У главного редактора было отвратительное зрение, он носил очки с тяжелыми толстыми линзами, а сверстанные газетные полосы читал, поднося текст практически к самым глазам. Внешний мир для него давно уже утратил какие-то существенные подробности, и поэтому он старался воспринимать его не снаружи, а по большей части рассматривая загадочный пейзаж изнутри. Скорее всего, в силу именно этих обстоятельств товарищ Бляхер мог из любого тупика отыскать выход там, где для других он был загроможден множеством ненужных деталей.

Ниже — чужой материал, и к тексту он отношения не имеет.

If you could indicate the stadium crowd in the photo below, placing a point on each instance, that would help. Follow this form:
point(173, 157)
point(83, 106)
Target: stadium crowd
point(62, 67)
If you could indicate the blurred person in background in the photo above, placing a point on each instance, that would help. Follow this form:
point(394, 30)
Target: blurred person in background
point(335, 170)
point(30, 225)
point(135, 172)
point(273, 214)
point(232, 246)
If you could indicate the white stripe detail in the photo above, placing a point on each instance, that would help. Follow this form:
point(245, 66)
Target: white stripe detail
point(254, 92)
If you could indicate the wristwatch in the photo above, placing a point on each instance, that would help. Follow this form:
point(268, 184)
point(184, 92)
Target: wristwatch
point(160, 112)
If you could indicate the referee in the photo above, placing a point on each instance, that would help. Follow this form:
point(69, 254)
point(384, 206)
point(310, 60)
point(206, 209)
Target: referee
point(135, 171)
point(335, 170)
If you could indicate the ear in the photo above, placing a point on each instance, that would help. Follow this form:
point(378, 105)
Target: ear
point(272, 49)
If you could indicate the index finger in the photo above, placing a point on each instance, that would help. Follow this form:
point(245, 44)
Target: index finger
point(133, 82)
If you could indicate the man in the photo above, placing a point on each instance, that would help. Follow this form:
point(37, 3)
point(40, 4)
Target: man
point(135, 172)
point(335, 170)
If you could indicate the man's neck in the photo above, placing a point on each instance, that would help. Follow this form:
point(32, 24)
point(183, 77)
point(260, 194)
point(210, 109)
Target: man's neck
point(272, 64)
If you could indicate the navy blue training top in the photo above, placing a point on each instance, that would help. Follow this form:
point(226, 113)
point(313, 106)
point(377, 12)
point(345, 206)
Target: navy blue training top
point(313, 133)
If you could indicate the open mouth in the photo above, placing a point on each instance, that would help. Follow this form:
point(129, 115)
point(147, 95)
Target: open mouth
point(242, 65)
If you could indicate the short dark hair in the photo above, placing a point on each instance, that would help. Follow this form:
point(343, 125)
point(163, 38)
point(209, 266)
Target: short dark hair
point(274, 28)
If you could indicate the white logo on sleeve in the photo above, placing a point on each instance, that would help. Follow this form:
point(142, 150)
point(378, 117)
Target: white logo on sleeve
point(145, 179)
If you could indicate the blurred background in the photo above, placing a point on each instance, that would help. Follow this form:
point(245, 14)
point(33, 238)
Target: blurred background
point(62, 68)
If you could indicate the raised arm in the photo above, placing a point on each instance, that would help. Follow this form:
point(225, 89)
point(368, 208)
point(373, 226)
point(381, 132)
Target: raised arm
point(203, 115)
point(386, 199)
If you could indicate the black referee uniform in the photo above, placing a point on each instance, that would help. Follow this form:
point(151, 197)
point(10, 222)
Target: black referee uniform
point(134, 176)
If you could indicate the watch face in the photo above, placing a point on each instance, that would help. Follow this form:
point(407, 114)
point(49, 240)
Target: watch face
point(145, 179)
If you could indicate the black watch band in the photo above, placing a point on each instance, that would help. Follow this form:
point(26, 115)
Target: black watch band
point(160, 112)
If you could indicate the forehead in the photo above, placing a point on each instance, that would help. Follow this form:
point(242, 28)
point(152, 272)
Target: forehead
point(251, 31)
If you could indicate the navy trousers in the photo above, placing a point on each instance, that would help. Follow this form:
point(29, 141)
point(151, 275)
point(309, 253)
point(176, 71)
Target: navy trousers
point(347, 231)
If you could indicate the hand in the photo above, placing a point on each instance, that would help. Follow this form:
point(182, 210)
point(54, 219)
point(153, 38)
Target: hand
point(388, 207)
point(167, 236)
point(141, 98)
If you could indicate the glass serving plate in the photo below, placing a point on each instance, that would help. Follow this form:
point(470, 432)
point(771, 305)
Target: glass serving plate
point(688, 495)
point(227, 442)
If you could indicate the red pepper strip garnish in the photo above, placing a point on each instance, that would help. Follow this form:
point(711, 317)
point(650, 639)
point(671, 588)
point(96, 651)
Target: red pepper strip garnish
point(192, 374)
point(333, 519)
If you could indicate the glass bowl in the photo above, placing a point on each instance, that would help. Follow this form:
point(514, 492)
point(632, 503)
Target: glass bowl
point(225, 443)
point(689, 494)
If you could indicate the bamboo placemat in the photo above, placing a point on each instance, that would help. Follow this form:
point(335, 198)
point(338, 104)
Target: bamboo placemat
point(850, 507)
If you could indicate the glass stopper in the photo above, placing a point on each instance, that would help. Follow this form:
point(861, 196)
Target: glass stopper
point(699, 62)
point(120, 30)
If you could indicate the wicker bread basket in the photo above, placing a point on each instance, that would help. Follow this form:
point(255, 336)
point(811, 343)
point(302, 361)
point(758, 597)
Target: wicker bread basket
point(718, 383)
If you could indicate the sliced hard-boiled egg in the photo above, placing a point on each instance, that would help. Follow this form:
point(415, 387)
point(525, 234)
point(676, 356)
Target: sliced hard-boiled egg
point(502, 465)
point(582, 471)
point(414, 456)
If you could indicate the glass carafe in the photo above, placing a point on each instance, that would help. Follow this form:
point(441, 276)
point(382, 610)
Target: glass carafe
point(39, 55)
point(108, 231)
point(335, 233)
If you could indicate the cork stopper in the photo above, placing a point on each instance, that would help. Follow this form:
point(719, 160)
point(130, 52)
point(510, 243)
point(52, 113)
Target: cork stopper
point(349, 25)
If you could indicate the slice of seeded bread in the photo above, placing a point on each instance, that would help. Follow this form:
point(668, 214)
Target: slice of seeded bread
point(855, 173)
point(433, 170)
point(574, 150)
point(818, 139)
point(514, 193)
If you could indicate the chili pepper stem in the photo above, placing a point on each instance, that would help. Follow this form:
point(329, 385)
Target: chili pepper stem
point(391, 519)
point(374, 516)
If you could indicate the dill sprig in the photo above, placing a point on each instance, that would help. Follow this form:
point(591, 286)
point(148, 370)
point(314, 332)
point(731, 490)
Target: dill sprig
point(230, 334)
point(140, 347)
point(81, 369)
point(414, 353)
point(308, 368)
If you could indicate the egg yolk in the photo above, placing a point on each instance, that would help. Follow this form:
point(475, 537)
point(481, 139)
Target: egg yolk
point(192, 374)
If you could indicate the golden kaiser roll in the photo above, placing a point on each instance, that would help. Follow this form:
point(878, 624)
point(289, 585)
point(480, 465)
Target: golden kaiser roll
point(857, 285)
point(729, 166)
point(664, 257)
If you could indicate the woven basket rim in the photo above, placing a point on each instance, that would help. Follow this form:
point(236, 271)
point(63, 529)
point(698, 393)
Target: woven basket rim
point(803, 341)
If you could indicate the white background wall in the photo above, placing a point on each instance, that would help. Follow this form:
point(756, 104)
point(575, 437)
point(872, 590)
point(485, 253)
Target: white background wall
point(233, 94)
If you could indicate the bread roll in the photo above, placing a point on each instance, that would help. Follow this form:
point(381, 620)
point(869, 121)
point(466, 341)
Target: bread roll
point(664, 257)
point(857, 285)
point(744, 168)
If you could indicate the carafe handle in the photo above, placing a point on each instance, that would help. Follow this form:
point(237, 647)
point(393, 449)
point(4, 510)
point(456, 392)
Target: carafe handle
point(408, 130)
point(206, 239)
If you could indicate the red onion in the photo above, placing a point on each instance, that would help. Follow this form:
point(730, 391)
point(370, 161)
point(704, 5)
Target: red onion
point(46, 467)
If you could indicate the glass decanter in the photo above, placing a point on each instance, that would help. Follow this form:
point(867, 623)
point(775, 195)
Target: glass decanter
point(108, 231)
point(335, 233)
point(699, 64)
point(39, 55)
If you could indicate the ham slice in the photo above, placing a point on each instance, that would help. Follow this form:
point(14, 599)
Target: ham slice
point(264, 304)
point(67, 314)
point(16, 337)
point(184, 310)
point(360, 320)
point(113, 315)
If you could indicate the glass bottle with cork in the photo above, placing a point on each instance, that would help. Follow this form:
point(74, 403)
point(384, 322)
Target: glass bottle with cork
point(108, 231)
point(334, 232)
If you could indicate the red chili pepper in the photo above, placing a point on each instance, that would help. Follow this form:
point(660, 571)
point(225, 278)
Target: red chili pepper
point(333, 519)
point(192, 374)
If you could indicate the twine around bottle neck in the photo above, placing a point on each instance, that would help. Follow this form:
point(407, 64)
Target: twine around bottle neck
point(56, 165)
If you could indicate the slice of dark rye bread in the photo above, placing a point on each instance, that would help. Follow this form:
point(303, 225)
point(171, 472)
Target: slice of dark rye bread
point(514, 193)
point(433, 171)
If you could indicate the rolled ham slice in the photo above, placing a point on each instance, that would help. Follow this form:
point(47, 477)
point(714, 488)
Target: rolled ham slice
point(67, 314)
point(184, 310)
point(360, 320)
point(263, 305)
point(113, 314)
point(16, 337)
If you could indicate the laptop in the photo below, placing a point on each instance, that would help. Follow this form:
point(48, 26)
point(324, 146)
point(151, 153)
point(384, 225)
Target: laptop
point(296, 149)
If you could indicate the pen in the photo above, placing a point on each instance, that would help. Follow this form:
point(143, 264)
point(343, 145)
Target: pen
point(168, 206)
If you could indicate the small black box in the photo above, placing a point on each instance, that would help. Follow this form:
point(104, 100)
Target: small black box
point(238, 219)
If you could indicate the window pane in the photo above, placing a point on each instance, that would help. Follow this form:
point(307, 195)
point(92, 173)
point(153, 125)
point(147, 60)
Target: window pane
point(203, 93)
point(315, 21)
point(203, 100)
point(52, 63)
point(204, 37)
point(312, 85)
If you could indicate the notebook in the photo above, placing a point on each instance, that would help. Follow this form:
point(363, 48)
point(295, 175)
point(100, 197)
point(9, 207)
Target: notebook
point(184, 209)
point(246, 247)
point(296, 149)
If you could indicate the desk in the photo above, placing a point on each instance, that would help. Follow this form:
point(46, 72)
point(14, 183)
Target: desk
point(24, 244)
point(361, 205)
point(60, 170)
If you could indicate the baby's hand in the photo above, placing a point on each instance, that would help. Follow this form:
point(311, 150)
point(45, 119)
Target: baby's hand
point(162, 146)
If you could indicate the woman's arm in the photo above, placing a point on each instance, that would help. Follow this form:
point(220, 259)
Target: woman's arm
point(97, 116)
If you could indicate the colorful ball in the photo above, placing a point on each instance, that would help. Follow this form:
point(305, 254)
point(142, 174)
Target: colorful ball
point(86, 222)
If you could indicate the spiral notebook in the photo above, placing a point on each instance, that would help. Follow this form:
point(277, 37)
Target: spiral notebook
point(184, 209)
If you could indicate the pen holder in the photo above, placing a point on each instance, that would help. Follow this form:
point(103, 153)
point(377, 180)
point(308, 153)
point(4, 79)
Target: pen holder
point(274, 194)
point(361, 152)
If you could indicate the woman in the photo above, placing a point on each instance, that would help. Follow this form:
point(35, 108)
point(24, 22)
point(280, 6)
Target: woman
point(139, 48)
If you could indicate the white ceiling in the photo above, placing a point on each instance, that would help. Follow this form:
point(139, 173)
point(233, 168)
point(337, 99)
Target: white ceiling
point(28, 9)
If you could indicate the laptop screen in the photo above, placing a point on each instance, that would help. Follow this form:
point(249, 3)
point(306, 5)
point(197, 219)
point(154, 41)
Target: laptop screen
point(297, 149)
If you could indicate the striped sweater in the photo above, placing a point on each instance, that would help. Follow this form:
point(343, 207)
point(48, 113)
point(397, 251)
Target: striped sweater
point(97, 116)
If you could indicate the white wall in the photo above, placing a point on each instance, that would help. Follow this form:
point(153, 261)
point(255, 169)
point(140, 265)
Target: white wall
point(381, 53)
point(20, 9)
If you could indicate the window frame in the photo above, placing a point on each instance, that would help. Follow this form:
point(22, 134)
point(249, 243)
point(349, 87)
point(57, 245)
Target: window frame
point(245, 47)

Выслушав встревоженного Розенбахена, главный редактор надолго задумался, потом сказал:
– Текст надо визировать. Оставишь в нем оба слова. Первое напечатаешь в том виде, в каком оно было произнесено, второе дашь в скобках, как положено по грамматике. Одно из них товарищ Типун вычеркнет, и тогда считай, что ты легко отделался.
Адольф Бляхер научился понимать глубинную суть многих жизненных коллизий, но понять хитрое сочленение невидимых глазу пружин и шестеренок, составлявших суть партийного функционера, было примерно то же самое, что, по определению тети Баси, отыскать в луже на Бахаревской оброненную копейку при условии, что этой копейки у вас никогда не было. В правоте этого определения убедились уже на следующий день, когда бумага с напечатанной речью вернулась в редакцию, и Семен Розенбахен с ужасом увидел, что в завизированном тексте оба слова были оставлены без всякой правки.
Назревала катастрофа. Товарищ Бляхер срочно созвал редакционную коллегию, и та после многочасовых дебатов, доходивших до оскорблений, а порой и угроз физической расправы, приняла непростое решение, оформленное специальным протоколом. В протоколе значилось: фразу о дряхлеющем империализме, который «отсрачивает свой конец», напечатать в той транскрипции, как это было произнесено товарищем Типуном, после чего дать соответствующую сноску и в конце материала мелким шрифтом набрать: «отсрАчивает (разговорное) обозначает отсрОчить что-либо».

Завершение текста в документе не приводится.